The Imperial Theatre Tokyo / (Toyo Kisen Kaisha).

Aug. the 1st 1920 and Every Evening at 5:00. Plays: I. The Vendetta of the Soga Brothers. II. Kayano Sampei. III. The Swindler Jirokichi. IV. Urban Dance.

1920. <AB2020374>

Sold

15.2 cm x 22.3 cm, 6 leaves including covers, Original pictorial paper wrappers.

Information

『今日は帝劇、明日は三越』で一世を風靡した帝国劇場の英文パンフレットの見開きに大きくに掲載された東洋汽船会社の英文広告

 この英文パンフレットは、1911年に渋沢栄一らの発案によって竣工された帝国劇場の1920年8月1日の演目を紹介したものです。英文で記されていることからわかるように、主に国内の観客向けのものではなく、海外からの訪日外国人向けに作成されたものと思われます。当日の演目とキャスト、その簡単なあらすじなどが紹介されていて、日本語を介さない人が観覧するに際の手助けとなるような内容となっていて、今となっては当時の演目内容や出演者の人名がわかる貴重な資料です。それと同時にこのブックレットが興味深いのは、訪日外国人の消費活動に関連する企業や商店の英文広告が多数掲載されていることです。

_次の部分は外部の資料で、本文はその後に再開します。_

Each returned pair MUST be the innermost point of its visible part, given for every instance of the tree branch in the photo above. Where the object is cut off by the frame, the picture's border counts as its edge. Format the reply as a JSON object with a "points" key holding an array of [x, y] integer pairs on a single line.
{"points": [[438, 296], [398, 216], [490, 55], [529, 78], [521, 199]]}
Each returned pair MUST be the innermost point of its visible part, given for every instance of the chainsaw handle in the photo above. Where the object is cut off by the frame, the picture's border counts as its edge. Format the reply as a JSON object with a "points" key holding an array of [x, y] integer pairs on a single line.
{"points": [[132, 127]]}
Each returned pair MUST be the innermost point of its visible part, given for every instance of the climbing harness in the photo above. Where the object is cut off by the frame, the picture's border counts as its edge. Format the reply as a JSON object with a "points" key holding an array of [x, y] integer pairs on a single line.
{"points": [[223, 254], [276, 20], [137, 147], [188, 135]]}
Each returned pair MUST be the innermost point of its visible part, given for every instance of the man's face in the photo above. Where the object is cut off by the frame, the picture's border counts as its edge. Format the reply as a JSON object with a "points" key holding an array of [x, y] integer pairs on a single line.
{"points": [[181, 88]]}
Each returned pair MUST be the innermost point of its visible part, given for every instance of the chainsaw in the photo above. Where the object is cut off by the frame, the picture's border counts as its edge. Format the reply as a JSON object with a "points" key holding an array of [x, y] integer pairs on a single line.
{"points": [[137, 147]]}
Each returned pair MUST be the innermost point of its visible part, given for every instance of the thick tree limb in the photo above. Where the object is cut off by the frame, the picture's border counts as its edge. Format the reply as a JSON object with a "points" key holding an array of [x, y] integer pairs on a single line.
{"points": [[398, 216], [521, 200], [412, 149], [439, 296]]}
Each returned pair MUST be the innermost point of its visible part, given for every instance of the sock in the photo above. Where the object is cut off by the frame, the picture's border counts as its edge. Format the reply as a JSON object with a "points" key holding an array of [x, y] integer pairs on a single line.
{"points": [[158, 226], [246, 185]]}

 見開きに大きく掲載されているのが、当時サンフランシスコ航路を運営していた東洋汽船会社で、サイベリア(Siberia)丸の写真を中心に配し、8月、9月の横浜を出港するサンフランシスコ航路線の簡単な案内が掲載されています。東洋汽船会社以外にも、ミキモト真珠や高島屋など、訪日外国人観光客が土産品等を購入するために立ち寄る機会が多かった商店の広告も掲載されていて、このブックレットが、帝国劇場に観覧に訪れる外国人観光客に対する観劇ガイドとしての役割を果たす一方で、彼らを対象とした広告集としての意味も有していたことがわかります。


「『今日は帝劇、明日は三越』のフレーズで知られた帝劇のパンフレット。都市文化の発展と共に大正時代の気分が反映された劇場である帝劇のパンフレットに東洋汽船の広告が掲載される。」